Monsieur de Vérac fut complètement déconcerté ; mais le plaisant c’est qu’il n’osa jamais relever ma méprise et expliquer de quel Empereur il s’informait. C’est la seule petite vengeance que j’ai exercée contre la chambellanerie impériale.

Le comte de Nesselrode causa longtemps avec mon père des choses et des personnes. Entre autres, il lui demanda s’il croyait qu’on dût laisser la police à monsieur Pasquier. Mon père lui répondit qu’elle ne pouvait être dans des mains plus habiles et plus probes, que, s’il consentait à en rester chargé, on devait regarder son accession comme une bonne fortune et qu’on pouvait se fier entièrement à sa parole.

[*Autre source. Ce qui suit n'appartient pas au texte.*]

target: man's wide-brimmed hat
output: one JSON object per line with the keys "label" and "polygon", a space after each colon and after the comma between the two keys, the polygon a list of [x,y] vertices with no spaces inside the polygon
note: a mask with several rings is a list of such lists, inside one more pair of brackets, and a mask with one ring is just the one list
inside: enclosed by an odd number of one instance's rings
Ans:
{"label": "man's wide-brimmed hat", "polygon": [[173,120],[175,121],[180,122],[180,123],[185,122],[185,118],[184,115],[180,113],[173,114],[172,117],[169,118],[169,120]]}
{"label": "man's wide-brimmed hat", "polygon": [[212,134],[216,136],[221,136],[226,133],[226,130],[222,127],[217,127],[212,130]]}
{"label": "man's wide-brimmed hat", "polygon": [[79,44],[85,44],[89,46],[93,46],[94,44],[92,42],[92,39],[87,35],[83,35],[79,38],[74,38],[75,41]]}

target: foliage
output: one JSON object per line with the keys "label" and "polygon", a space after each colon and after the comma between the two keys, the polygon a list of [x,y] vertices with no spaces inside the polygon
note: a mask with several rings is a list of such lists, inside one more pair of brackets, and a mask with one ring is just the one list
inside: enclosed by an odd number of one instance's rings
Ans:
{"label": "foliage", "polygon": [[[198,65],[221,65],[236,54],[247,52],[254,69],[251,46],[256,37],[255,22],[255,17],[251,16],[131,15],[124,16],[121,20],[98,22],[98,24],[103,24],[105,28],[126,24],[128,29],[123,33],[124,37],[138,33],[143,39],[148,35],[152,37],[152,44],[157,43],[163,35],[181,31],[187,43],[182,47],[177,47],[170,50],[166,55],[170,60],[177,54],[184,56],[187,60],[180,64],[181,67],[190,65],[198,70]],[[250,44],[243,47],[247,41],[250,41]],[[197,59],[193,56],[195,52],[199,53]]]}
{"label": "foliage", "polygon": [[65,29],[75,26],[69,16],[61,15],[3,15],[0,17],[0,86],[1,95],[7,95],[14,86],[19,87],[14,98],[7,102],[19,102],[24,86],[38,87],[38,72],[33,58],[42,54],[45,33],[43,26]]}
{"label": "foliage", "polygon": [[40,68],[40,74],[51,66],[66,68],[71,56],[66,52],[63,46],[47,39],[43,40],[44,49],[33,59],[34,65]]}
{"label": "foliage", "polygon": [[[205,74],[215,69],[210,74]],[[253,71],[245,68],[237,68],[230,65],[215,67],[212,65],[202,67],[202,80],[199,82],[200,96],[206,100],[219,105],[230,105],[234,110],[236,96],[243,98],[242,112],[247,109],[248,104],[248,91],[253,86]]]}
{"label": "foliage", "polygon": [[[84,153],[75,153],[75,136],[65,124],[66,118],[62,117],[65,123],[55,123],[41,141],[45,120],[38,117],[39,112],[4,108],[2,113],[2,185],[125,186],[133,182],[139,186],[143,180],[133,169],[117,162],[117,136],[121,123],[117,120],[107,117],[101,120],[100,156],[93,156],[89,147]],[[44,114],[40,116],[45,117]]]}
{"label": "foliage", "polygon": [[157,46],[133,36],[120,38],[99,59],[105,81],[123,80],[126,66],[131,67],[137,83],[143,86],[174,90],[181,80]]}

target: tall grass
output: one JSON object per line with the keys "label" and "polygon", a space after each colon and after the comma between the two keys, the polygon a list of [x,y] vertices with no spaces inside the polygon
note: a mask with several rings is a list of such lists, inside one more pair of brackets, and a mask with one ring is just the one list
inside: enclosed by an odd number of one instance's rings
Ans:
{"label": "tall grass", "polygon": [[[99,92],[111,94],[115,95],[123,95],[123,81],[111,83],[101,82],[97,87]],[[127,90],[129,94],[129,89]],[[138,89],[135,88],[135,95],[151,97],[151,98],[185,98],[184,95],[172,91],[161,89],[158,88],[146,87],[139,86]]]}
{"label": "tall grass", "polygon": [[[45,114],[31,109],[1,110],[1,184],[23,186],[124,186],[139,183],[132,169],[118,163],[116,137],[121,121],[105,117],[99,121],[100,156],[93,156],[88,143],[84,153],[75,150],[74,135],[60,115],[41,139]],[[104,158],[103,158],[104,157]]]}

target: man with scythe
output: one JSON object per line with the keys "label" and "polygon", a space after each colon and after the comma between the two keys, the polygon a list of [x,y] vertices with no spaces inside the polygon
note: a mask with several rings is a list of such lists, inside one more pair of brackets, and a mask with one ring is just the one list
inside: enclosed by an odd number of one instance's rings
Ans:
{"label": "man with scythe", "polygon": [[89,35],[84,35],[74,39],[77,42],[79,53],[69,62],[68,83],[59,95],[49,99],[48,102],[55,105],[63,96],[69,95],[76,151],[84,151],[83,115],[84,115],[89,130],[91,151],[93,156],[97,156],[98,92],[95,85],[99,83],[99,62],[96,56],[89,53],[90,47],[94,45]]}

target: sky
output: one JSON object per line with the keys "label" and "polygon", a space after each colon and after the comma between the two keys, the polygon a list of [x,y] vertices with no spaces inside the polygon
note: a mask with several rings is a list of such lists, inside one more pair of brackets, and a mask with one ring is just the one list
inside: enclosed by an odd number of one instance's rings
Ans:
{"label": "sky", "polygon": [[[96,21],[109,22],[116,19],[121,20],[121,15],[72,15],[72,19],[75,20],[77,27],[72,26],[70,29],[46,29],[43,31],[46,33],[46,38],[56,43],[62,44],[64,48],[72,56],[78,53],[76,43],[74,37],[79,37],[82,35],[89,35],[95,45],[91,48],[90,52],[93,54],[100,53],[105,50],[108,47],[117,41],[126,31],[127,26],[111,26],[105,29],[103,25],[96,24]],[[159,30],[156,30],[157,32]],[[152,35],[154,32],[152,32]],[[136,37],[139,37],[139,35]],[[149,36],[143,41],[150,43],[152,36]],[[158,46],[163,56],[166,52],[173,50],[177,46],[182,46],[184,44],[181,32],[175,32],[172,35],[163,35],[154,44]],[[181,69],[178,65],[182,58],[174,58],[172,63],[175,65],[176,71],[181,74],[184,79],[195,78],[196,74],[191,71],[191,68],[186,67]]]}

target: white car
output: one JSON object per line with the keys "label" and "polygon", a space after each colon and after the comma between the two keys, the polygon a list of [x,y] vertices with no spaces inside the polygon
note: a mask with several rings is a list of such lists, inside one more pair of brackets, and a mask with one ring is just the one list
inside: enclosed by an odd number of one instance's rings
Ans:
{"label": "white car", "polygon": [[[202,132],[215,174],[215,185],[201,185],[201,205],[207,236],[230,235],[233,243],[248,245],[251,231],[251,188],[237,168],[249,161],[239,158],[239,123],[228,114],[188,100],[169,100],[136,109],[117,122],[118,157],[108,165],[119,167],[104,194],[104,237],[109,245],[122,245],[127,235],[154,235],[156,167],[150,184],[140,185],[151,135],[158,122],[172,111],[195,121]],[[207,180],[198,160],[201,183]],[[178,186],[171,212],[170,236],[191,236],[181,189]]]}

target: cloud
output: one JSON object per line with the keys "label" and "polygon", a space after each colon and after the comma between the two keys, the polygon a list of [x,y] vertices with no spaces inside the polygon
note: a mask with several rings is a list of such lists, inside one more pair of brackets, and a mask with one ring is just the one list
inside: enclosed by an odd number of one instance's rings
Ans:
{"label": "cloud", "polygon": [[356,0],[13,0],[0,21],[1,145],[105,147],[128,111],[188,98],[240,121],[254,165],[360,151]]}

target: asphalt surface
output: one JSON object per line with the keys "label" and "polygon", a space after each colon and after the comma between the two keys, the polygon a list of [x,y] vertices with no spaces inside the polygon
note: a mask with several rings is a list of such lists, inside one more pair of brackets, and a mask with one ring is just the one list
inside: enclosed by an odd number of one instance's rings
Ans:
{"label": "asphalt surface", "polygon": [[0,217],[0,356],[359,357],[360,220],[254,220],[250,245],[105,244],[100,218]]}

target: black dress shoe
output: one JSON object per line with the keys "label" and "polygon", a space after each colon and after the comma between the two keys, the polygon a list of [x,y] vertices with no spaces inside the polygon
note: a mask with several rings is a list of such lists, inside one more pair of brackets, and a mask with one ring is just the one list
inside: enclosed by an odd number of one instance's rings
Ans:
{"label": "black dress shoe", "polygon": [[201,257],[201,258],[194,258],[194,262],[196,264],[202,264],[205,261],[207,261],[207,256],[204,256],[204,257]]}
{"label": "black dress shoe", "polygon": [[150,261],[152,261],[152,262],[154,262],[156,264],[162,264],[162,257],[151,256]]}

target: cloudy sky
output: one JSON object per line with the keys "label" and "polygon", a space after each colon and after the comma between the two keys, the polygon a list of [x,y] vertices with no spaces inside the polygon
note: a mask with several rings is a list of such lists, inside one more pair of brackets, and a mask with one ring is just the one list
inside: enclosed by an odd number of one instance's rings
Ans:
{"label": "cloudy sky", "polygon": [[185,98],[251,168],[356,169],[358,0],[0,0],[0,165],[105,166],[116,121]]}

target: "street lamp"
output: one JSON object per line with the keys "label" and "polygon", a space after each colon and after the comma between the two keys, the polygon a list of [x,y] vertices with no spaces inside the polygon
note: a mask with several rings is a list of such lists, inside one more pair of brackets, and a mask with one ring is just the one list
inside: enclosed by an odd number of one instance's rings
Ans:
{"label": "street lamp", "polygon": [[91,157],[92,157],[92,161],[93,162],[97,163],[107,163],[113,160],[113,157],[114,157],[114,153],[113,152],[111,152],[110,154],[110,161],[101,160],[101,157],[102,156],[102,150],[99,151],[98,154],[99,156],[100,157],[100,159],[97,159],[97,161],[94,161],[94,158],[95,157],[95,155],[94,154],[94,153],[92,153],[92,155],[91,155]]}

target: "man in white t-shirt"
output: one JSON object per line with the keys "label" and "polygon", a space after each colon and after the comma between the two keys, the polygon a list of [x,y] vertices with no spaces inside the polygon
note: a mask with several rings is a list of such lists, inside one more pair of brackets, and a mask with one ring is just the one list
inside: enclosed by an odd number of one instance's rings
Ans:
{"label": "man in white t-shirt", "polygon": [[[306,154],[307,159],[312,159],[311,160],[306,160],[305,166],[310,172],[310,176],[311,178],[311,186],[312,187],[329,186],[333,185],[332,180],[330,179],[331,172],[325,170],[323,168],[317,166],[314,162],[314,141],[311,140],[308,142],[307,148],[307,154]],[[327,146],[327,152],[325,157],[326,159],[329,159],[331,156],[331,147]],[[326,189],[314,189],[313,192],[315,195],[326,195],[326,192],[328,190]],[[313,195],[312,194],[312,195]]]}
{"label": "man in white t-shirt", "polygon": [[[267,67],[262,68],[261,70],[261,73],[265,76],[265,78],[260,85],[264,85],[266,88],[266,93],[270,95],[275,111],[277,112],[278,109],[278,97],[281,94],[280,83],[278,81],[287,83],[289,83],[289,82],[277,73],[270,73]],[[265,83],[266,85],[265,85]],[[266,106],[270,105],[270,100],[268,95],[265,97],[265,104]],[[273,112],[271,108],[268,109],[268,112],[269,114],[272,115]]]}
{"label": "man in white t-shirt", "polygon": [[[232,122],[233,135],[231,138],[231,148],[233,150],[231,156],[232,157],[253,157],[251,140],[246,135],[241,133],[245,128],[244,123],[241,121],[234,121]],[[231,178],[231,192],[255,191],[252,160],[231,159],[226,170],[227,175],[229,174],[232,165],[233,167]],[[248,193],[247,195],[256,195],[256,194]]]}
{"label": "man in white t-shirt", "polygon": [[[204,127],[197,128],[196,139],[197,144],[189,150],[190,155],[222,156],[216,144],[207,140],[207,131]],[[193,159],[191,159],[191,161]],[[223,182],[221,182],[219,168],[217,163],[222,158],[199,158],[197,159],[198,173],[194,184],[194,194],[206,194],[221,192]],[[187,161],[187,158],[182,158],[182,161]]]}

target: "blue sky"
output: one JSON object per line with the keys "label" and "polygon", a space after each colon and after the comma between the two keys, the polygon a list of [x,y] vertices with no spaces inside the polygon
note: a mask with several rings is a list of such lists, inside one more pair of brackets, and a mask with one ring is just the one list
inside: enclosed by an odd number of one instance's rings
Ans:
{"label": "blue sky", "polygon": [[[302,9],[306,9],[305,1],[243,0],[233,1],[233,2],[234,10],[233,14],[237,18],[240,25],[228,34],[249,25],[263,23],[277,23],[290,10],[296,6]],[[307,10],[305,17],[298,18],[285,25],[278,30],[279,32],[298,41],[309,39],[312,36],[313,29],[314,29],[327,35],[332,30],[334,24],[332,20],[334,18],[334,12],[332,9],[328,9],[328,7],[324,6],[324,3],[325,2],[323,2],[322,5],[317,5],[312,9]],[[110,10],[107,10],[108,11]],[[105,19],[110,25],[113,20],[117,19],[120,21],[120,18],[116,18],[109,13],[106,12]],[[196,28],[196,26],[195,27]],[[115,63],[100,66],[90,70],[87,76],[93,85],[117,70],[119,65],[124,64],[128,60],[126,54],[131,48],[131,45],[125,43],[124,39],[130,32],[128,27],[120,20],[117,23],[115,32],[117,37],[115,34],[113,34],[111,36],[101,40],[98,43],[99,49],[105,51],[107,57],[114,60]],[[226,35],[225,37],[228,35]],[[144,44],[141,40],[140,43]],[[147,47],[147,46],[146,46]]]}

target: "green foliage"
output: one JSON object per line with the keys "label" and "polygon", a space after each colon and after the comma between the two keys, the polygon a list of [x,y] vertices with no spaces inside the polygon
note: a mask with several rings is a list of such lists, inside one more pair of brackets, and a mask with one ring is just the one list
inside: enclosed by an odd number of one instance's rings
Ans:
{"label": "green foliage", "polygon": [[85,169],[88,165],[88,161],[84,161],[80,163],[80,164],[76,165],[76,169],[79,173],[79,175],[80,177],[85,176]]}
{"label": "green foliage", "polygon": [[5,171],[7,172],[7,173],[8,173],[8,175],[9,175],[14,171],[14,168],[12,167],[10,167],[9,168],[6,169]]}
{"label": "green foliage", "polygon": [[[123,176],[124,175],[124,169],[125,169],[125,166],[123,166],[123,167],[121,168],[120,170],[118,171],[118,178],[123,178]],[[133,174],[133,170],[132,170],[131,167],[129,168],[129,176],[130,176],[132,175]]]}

Je ne me souviens plus si c’est ce soir-là ou le lendemain qu’il y eut une réunion royaliste chez monsieur de Mortefontaine ; elle envoya une députation chez l’empereur Alexandre pour exprimer ses vœux. Je me rappelle seulement que mon père en revint harassé, dégoûté, désolé ; toutes les folies de l’émigration et de la plus sotte opposition s’y étaient montrées triomphantes. On ne parlait que de victoire, que de vexation, que de vengeance contre ses compatriotes, tandis qu’on était suppliant aux pieds d’un souverain étranger, dans sa propre patrie. Sosthène de La Rochefoucauld était déjà un des grands coryphées de ce charivari d’absurdités.

Mon salon ne désemplissait pas ; tous les jeunes gens qui avaient été les camarades de mon frère dans la promenade du boulevard y passaient ; et, quoique ce fût une bien faible armée pour amener un changement de dynastie, cela suffisait pour faire foule dans de petits appartements, d’autant que les gens de ma société habituelle y venaient, aussi bien que les étrangers.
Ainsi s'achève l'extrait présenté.